Singapore’s Changi Airport sees record passengers in 2017

Since Changi Airport’s opening in 1981, it has seen growing passenger movements year on year. And 2017 has been no different with Changi celebrating the crossing of yet another milestone of a record 60 million passengers passing through the airport since January.

Over the last decade, visitors to Singapore and Asia itself have significantly risen. This has led to the aviation sector being a significant contributor to the Singapore’s economy, providing 6% of the country’s GDP. Growth is not showing any signs of slowing down: in fact, if you look at previous figures it is increasing at the fastest rate in recent years. November at Singapore Changi Airport saw 5.17 million passenger movements, a growth of 8.1%. December looks set for even better figures as a result of Asia being one of the most popular continents for tourists throughout the Christmas period.

Four terminals have opened since Changi Airport welcomed its first passengers, helping cater for the airport’s passenger growth. As of December 2017, more than 100 airlines operate at Changi Airport, connecting Singapore to some 380 cities in around 90 countries and territories worldwide. A range of new connections have brought about double-digit growth this year amongst the top 20 fastest growing markets include Phuket (+19%), Bangkok (+17%) and London (+14%).

Changi Airport Group’s Chief Executive Officer, Mr Lee Seow Hiang, expressed his delight that the hard work they have put in to create a thriving airport is coming to fruition.

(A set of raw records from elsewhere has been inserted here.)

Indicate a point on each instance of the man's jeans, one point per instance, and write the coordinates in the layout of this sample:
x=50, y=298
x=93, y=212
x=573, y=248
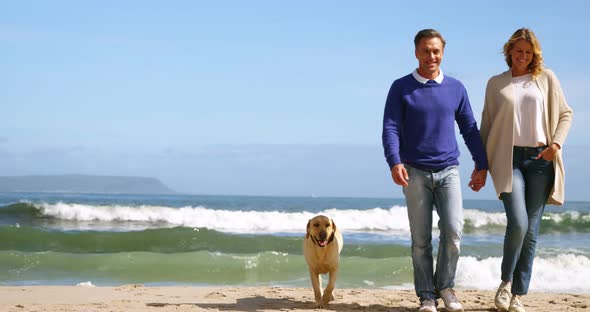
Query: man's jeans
x=532, y=181
x=440, y=189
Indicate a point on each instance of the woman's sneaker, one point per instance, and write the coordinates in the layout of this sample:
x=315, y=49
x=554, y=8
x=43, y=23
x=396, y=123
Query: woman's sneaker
x=452, y=304
x=502, y=299
x=516, y=304
x=428, y=305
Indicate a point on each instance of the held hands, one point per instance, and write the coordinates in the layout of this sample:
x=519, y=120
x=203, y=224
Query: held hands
x=549, y=153
x=400, y=175
x=478, y=179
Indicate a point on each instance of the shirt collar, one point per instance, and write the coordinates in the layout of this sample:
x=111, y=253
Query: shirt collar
x=423, y=80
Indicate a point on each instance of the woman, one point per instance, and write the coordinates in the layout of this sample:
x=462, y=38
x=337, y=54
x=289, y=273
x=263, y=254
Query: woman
x=524, y=125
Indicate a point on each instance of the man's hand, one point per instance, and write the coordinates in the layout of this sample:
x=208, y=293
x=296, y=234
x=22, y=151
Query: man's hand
x=549, y=153
x=400, y=175
x=478, y=179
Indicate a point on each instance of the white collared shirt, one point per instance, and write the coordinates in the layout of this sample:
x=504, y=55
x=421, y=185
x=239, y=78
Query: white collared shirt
x=529, y=127
x=423, y=80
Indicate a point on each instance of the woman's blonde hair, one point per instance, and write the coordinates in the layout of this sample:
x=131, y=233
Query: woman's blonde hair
x=536, y=65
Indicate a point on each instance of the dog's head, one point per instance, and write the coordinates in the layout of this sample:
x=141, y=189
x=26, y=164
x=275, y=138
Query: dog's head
x=320, y=229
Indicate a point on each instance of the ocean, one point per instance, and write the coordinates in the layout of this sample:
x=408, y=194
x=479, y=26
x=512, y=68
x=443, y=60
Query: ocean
x=104, y=239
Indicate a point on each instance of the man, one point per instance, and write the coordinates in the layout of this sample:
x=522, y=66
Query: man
x=422, y=153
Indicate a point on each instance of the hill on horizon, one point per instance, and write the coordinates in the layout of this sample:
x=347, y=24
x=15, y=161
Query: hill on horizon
x=75, y=183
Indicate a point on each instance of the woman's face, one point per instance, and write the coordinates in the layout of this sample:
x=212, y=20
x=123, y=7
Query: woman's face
x=521, y=55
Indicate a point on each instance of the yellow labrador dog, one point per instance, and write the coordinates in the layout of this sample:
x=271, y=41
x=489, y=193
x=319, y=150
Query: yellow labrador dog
x=321, y=248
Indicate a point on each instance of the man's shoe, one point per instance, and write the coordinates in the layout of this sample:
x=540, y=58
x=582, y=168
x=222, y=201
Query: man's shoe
x=502, y=299
x=428, y=305
x=452, y=304
x=516, y=304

“It is a proud moment for all of us in the airport community and is the result of years of hard work and dedication to growing the Changi air hub to what it is today. With the new Terminal 4, and our upcoming development projects such as the expansion of Terminal 1, the Changi East project as well as a new passenger terminal at Seletar Airport, we are ensuring that our country’s airports continue to have sufficient capacity to meet the region’s demand for air travel in the decades ahead,” he said.